Wednesday, 30 November 2011

Neil krug

Neil Krug is a photographer who creates hazy psychedelic sun-soaked images inspired by the covers of 70's pulp novels. This kind of aesthetic seems to be everywhere at the moment, with new technology seeking to emulate old photography technics such as instagram, and the new resurgence of lomography. Krug uses expired polaroid film to create the hazy bleached out effects in his pictures. Many of the shots look like they are movie stills, particularly those in his book Pulp, which predominantly feature his wife, the model Joni Harbeck. He also makes music videos and is working on a feature film. While the oversexed, throwback nostalgia is a little too idealistic and uncritical for my taste, they are just so breathtakingly beautiful that I find myself wishing I could tease out such psychedelic colours from my own polaroid camera, and envying his ability to make vintage photographs that are still modern enough not to become kitsch.


Krug's video for Ladytron:

Suzy O'Mullane

Working in an art gallery in Dublin I keep hearing about Suzy O'Mullane and her scandalous-for-its-lack-of-scandal affair with Mick Mulcahy. It's strange to be eavesdropping on gossip about someone I knew growing up, as a friend of my mothers rather than as an artist, and pleasing to hear she is doing so well for herself in Ireland and abroad.
It's also made me re-evluate her as an artist rather than family friend, and address my own personal opinions of her art separate from my opinion of her as a person. Knowing more about her private life than her professional career makes that difficult, but I'm finding myself increasingly drawn to her work when it crops up in group shows or sits alongside other artists, most obviously Mick Mulcahy, whose art I never really understood what all the fuss was about.

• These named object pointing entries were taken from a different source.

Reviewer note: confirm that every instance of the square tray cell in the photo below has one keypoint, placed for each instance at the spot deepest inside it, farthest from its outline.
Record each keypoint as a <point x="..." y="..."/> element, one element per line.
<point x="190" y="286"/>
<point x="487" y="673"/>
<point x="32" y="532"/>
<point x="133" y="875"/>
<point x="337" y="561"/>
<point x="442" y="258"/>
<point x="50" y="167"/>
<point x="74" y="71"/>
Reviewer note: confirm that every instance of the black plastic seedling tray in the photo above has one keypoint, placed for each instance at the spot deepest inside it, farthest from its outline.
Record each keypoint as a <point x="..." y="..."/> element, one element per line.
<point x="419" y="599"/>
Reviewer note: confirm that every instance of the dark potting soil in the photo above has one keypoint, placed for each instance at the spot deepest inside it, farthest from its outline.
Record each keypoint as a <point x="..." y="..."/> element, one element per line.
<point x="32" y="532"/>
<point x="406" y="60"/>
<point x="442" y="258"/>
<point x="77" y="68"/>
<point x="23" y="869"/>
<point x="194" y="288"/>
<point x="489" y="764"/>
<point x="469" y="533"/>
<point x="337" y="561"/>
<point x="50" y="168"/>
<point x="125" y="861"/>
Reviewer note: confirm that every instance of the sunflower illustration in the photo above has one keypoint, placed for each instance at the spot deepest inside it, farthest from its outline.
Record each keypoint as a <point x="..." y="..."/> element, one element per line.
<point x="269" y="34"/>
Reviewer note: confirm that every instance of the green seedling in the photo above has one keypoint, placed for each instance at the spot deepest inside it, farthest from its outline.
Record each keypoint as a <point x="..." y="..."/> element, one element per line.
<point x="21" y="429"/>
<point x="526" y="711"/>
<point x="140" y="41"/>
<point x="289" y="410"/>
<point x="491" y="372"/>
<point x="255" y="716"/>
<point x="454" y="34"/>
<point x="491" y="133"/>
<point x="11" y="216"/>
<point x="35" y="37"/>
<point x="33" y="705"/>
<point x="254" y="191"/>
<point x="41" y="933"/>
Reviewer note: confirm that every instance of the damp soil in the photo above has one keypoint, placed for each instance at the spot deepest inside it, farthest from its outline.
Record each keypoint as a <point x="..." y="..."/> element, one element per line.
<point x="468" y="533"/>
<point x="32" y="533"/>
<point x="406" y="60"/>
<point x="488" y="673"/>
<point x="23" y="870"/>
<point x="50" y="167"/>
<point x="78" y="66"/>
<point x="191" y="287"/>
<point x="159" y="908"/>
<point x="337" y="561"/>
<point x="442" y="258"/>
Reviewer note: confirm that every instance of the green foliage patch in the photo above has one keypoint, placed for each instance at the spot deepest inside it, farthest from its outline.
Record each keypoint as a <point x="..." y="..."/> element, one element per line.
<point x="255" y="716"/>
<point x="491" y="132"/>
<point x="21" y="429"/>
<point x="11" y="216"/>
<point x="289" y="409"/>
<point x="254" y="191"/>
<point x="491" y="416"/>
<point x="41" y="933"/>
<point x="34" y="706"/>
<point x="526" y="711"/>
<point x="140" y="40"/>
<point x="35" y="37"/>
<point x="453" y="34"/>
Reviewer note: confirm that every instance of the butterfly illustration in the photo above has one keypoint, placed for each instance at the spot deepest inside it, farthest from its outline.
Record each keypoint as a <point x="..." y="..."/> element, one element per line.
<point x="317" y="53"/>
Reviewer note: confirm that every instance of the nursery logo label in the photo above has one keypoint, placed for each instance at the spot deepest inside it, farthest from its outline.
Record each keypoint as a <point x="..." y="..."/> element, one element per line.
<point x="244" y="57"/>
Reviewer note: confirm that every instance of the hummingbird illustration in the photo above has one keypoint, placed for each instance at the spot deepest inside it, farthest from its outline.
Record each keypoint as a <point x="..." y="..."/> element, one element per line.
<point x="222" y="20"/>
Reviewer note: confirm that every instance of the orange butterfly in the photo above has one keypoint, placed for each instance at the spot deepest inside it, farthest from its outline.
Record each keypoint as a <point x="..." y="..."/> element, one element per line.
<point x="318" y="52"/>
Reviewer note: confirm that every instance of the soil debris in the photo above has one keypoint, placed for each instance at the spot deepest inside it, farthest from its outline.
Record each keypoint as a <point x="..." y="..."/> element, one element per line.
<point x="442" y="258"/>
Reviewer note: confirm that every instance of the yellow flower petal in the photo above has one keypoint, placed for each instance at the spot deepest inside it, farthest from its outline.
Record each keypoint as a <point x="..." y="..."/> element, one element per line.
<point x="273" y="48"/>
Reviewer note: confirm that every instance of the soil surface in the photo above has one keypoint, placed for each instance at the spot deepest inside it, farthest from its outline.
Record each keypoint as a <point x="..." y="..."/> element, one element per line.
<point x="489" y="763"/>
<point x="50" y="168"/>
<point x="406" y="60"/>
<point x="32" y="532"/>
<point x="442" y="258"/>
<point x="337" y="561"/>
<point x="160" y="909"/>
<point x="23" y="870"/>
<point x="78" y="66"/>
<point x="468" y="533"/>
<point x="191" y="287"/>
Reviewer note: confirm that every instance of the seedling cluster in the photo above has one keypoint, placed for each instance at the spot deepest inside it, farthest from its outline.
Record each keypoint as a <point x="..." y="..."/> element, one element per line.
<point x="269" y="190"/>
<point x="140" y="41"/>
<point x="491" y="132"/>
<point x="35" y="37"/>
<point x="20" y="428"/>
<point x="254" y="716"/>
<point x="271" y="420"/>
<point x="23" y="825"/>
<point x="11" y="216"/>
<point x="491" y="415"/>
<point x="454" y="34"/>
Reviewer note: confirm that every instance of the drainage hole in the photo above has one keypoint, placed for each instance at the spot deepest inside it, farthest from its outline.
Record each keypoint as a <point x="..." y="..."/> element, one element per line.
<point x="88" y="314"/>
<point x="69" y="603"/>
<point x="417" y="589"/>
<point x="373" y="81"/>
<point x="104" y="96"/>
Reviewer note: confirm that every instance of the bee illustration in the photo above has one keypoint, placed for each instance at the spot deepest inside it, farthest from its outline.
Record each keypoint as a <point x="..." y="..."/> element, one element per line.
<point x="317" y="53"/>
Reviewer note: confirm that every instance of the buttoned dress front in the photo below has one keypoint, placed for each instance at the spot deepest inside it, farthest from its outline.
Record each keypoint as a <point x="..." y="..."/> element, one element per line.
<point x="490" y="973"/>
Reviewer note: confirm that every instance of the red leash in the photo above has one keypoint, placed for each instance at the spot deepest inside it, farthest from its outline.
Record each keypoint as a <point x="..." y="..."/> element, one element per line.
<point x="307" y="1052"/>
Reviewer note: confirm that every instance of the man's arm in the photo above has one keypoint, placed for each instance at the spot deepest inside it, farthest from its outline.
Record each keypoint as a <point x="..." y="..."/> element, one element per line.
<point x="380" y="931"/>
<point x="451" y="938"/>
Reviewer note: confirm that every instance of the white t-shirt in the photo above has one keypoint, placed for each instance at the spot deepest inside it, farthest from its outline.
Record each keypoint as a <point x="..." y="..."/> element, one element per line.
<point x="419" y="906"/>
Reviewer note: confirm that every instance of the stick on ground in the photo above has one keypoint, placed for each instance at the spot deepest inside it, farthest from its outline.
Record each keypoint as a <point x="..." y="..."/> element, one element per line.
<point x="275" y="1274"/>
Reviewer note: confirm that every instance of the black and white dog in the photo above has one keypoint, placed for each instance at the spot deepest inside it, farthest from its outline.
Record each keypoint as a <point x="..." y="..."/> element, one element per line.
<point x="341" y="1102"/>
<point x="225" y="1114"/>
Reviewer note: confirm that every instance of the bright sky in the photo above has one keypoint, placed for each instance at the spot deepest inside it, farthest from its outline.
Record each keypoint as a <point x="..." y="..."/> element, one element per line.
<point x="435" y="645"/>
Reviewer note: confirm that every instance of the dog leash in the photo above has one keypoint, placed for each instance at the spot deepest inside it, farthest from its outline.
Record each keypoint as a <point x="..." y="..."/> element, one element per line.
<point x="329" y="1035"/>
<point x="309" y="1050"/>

Suzy though has developed enormously since I last had contact with her work, which must have been nearly ten years ago. While she always had a flair for intense engaging portraits, her singular focus on life drawing, and the female form particularly seemed to restrain her somewhat. Then I remember going to an exhibition she held after the tragic death of her daughter Roisin, and being bowled over by the emotional intensity of the work, multiple portraits of her daughter and herself, strewn with miniature pink rosebuds to signify her daughters name, they were allegorical as well as realistic, and added an extra layer of complexity to her bold outlines and strong, confident marks. Since then her work has been rife with animal imagery, most notably wolves and while women still dominate as subjects, they are less studied portraits of individuals than metaphorical symbols of emotion. She herself makes the connection between her own personal tragedy and an unleashing of artistic growth:
"Since 2004, during a time of massive personal crisis and subsequent growth, my work began to emerge dramatically from its formal reality, and its concern with observation and architectural space.”..."Thus, the central concept of the current work is a recording, narrating and mythifying of autobiographical events and issues of personal significance. Through intensely worked charcoal drawings, sometimes using paint and oil crayon on paper, the intention of the work is to convey emotional and sometimes metaphysical connection, as well as absurd hypothetical situations. Humans and animals have interchangeable roles, and are devoid of accepted markers.”
Your Hair Veils My Eyes
Even her portraits have gained a depth of feeling and intensity, with their palimpsest quality of thickly worked up lines left un-erased, showing the physical labour invested in her work.


Cold Bride

Tuesday, 22 November 2011

The pointless quest of Neoism

In a Neoist view, the world is not collision of things in space, but a dissimilar row of each independent phenomena. Neoism does not conceive of the spatial as lasting in time. Since each state is irreducible, the mere act of giving it a name implies falsification. The paradox however is that epistemologies exist in Neosim, in countless numbers. There are Neoists who consider a certain pain, a green tinge of the yellow, a temperature, a certain tone the only reality. Other Neoists perceive all people having sex as the same being, and all people memorizing a line of Homer as Homer. Another group has reached the point of denying time. It reasons that the present is undefined, that the future has no reality than as present hope, that the past is no more than present memory. Yet another group has it that the history of the universe is the handwriting produced by a minor god in order to communicate with a demon; that the world is an emblem whose subscription is partly lost, and in which only that which happens every three hundredth night is true. Another believes that while we are asleep here, we are awake somewhere else, so that everyone is two. Books are rarely signed, and the notion of plagiarism does not exist. It has been established that all literature is the work of only one ageless and anonymous writer.
definition from website the seven by nine sqaures- an attempt to create the illustion of an art movement, or to start a movement by declaring it already exists. not very successful, but then isnt that what how most movements begin? its only when people already take them for granted, that in retrospect you can trace out roots and beginnings, that otherwise would be dismissed as unconnected and irrelevant.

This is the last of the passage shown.